Легионер. Книга первая - Вячеслав Александрович Каликинский
Шрифт:
Интервал:
Закладка:
Судейкин постарался! Репортеры в подробностях писали про арест прапорщика славного лейб-гвардии батальона, называли его имя и исполняемую должность финансиста. Здесь же со ссылкой на неведомый источник упоминалось, что после его ареста идет ревизия финансов батальона, где якобы таились какие-то махинации. Намек на Ландсберга был очевиден!
Один из репортеров проник в Инженерную академию и сообщал читателям, что вакансия на учебу «злобного убийцы» уже закрыта, а имя Ландсберга вычеркнуто из списка претендентов.
Не забыл Судейкин и про службу Ландсберга в Туркестане, при штабе генерал-адъютанта Кауфмана. Одна из заметок была посвящена расследованию «комиссии Сената», якобы направленной в Ташкент для проверки злоупотреблений ближайшего помощника Кауфмана, некоего майора Ноймана. «Хорошо информированный источник» на условиях приватности сообщил газете сведения о том, что в злоупотреблениях подозревается и Карл Ландсберг, близкий друг Ноймана. В подтверждение газетчик задавался вопросом: если геройский сапер Ландсберг был так хорошо устроен при штабе Кауфмана – чего же вдруг он поспешно уехал из Туркестана в Петербург и оправился на Восточную войну с турками? Уж не следы ли заметать спешил?
Другая городская газета сосредоточилась на любовной связи «ушлого» прапорщика с фрейлиной императрицы, которая оказалась – ах, какой скандал! – дочкой прославленного Тотлебена. Борзописец с нешуточной обидой и сарказмом живописал, как за попытку получить комментарий у инженер-генерала был отхлестан тростью.
Несколько ядовитых абзацев были посвящены «любовнице» сапера – Мария якобы манкировала своими обязанностями при дворе, без дозволения покидала место службы и раскатывала по Петербургу на каретах высочайших особ. Упоминалось о тайной помолвке фрейлины с «саперным донжуаном», полученное ею колечко и собственноручно сшитая венчальная рубашка для жениха.
Наблюдая за реакцией Ландсберга на злобные газетные нападки, Захаренко не мог не отдать должное коварным стараниям своего шефа, полковника Судейкина. Тот любил повторять загадку о схожести любого чиновника с банальной назойливой мухой.

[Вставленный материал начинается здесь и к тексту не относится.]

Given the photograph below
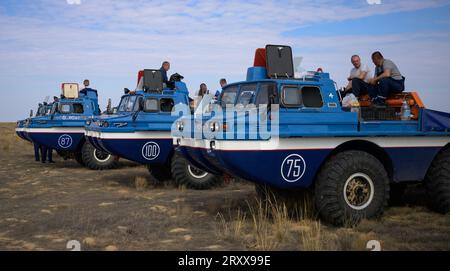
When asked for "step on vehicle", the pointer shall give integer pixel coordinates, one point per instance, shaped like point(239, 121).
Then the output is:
point(60, 126)
point(141, 132)
point(43, 109)
point(350, 158)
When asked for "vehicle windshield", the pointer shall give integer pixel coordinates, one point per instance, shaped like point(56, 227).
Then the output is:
point(228, 96)
point(128, 104)
point(205, 105)
point(246, 94)
point(41, 111)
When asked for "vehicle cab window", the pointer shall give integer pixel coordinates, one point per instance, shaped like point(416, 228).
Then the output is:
point(127, 104)
point(228, 96)
point(266, 94)
point(166, 104)
point(77, 108)
point(151, 105)
point(246, 94)
point(301, 96)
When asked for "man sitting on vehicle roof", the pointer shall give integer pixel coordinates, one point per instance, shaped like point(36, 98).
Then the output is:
point(165, 67)
point(387, 80)
point(359, 78)
point(87, 88)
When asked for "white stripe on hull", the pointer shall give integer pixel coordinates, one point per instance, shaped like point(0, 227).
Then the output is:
point(314, 143)
point(134, 135)
point(79, 130)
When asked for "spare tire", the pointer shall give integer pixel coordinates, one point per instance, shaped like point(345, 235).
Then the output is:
point(97, 159)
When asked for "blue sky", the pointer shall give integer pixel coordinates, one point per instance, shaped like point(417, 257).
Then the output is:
point(45, 43)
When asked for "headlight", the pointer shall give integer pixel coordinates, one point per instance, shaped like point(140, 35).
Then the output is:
point(214, 126)
point(180, 126)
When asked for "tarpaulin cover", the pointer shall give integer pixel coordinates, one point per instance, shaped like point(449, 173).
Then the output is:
point(435, 121)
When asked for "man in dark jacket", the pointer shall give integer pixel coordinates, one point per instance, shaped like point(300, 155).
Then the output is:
point(388, 79)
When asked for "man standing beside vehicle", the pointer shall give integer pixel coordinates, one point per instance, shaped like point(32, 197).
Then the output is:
point(387, 80)
point(359, 78)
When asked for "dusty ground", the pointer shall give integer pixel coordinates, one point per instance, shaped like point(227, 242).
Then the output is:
point(43, 206)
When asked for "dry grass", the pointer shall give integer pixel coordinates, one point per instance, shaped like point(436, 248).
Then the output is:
point(44, 206)
point(9, 140)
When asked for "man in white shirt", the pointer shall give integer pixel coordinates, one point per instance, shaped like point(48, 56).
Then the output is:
point(359, 77)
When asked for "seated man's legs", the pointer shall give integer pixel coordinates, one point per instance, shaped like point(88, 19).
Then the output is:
point(388, 86)
point(359, 87)
point(380, 92)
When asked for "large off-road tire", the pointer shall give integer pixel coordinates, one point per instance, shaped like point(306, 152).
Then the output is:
point(159, 173)
point(185, 174)
point(79, 158)
point(350, 186)
point(96, 159)
point(437, 182)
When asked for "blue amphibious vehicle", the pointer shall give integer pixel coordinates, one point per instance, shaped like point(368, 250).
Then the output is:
point(60, 126)
point(141, 130)
point(349, 158)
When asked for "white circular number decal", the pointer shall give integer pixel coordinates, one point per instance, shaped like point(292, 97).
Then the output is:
point(293, 168)
point(150, 150)
point(65, 141)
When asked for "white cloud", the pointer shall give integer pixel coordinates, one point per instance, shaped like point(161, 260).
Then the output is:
point(374, 2)
point(108, 41)
point(73, 2)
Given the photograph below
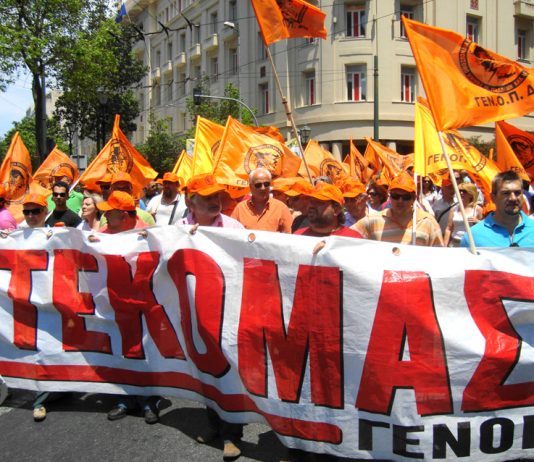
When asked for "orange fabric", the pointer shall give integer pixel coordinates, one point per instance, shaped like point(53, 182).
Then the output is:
point(208, 136)
point(119, 155)
point(322, 163)
point(358, 165)
point(275, 217)
point(281, 19)
point(466, 84)
point(515, 150)
point(16, 175)
point(243, 150)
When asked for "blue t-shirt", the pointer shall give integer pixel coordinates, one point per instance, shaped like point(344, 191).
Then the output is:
point(489, 233)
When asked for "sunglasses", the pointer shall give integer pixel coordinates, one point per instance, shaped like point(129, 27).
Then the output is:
point(404, 197)
point(265, 184)
point(27, 212)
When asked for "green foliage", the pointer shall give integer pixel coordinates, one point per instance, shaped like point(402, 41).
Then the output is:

И сам же, заливаясь смехом, разъяснял: и чиновника, и муху легко прихлопнуть газетой!
Нынче Захаренко-Калиостро наглядно убедился в силе печатного слова.
Между тем Карл, прочитав все газеты, уронил их на пол и навзничь повалился на свою койку, постанывая и сжимая голову руками. Помедлив, Захаренко подобрал газеты и склонился над Карлом:
– Простите меня, молодой человек, что я, сам того не желая, причинил вам боль! Не надо было показывать вам эту газетную пачкотню, будь она неладна! Простите!
– За что же я должен вас прощать? – Ландсберг со стоном отвернулся к стене. – Вы открыли мне глаза на то, что делается за этими тюремными стенами!
Захаренко не стал приставать к соседу по камере с расспросами. Прекрасно зная человеческую натуру, он не сомневался в том, что через какое-то время Карлу потребуется высказаться. И вот тогда-то Калиостро начнет терпеливо лепить из оглушенного полуправдой и нелепыми обвинениями послушного исполнителя чужой воли.
Так оно и произошло.
Когда сумбур и хаос, царящий в голове Карла, немного рассеялся, он вскочил с койки и забегал по камере, по-прежнему стискивая руками голову.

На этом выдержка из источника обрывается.